Air diary 78『 いちねん、いろんなコト』
2012/03/12
ちょうど一年前に気流部代表としてメッセージを発した。「20110312」。
ちょうど前回のおおさかカンヴァスでの「AIR JACK」プロジェクトをスタートさせた直後、又大阪府によるセレモニーが行われる予定だった日に。
あの日の事は今でもよく覚えている。事業は中止だよ、という思いと裏腹に事務局からセレモニーがあると伝えられたのだけれど、大阪迄の電車に乗っている途中で、カンヴァス相談役のヤノベさんが中止を進言し、了承されたと連絡を受けた。前日に震災があり、報道からもただ事ではない被害の実態が情報として常に更新され、増大して行く最中での事。後に原発関連の被害も深刻さを増していった。

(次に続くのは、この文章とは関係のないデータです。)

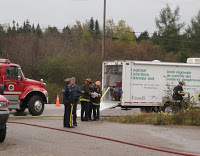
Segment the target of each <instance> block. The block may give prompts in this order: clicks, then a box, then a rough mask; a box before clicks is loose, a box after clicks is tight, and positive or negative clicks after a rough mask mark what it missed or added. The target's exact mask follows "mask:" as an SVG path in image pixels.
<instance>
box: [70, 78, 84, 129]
mask: <svg viewBox="0 0 200 156" xmlns="http://www.w3.org/2000/svg"><path fill="white" fill-rule="evenodd" d="M75 83H76V78H75V77H72V78H71V82H70V85H71V88H72V92H73V95H74V105H73V113H72V114H73V126H77V120H76V119H77V115H76V111H77V103H78V99H79V97H80V96H81V95H82V93H81V90H80V88H79V86H78V85H76V84H75Z"/></svg>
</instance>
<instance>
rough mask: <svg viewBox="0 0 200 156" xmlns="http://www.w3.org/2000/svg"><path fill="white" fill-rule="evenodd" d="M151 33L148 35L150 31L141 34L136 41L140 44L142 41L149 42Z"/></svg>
mask: <svg viewBox="0 0 200 156" xmlns="http://www.w3.org/2000/svg"><path fill="white" fill-rule="evenodd" d="M149 38H150V37H149V33H148V31H147V30H146V31H144V32H143V33H141V34H140V36H138V38H137V39H136V41H137V42H140V41H142V40H145V41H146V40H149Z"/></svg>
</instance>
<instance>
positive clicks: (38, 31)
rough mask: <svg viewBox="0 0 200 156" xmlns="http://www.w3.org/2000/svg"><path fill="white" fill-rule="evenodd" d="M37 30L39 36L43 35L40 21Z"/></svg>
mask: <svg viewBox="0 0 200 156" xmlns="http://www.w3.org/2000/svg"><path fill="white" fill-rule="evenodd" d="M35 32H36V34H37V35H38V36H41V35H42V30H41V29H40V25H39V23H38V25H37V28H36V30H35Z"/></svg>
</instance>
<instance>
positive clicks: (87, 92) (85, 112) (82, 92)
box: [80, 78, 92, 121]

セレモニーは中止、事業自体は開始されているので、継続。
準備を進めてきた中で、プロジェクトを進行したいという気持ちと、今、アートプロジェクトをやっていて良いの?という思いがあった。もちろん税金が投入されている事業なので、府民の様々な進言もプロジェクト展開中に受ける事になった。(おおさかカンヴァスが府の直轄事業ではなく、実行委員会形式のディレクターを冠するアートイヴェントなら、中止、延期になっていたかも知れない。)
でも、実はここがカンヴァス事業の特徴と主旨を、芸術祭やイヴェントと鮮明に分けた1つの時点だったのではないか?と考えたりもする。(ただこの事業については、論評も乏しく、語られるべき機会も少ない。)
地域とアートが結びつき、何かを産む。この金のアート卵?のストーリは一般化しているけれど、何も産まない可能性のアートを温めると、何か以上のコトが繋がって行くかもしれない。そんな密やかで、地下水脈のようなアートが都市の中では相応しいのかもしれない。そしてある一定以上の穴の深さを掘ると、沸き上がってくる。そんなアートの社会基盤整備。
この春に展開する、草月会、髙島屋とのプロジェクトもこの一年で流れが生まれ、カタチになった。
いけばなというアートが独自の世界を築いている日本の社会で、個のアーティストが関わる領域は限られている、又は別世界だと認識されているようだけれど、その隔たりを乗り越えて行く力をも逆に見せつけてくれたのが、草月だった。
なんとなく、振り返りながらも、時は前に続いている。
思った事がそのままうまくは行かず、けれど新たな方向性や可能性が示唆される。
とりあえずは色んな時間、場所で進んでみる必要がありそうだ。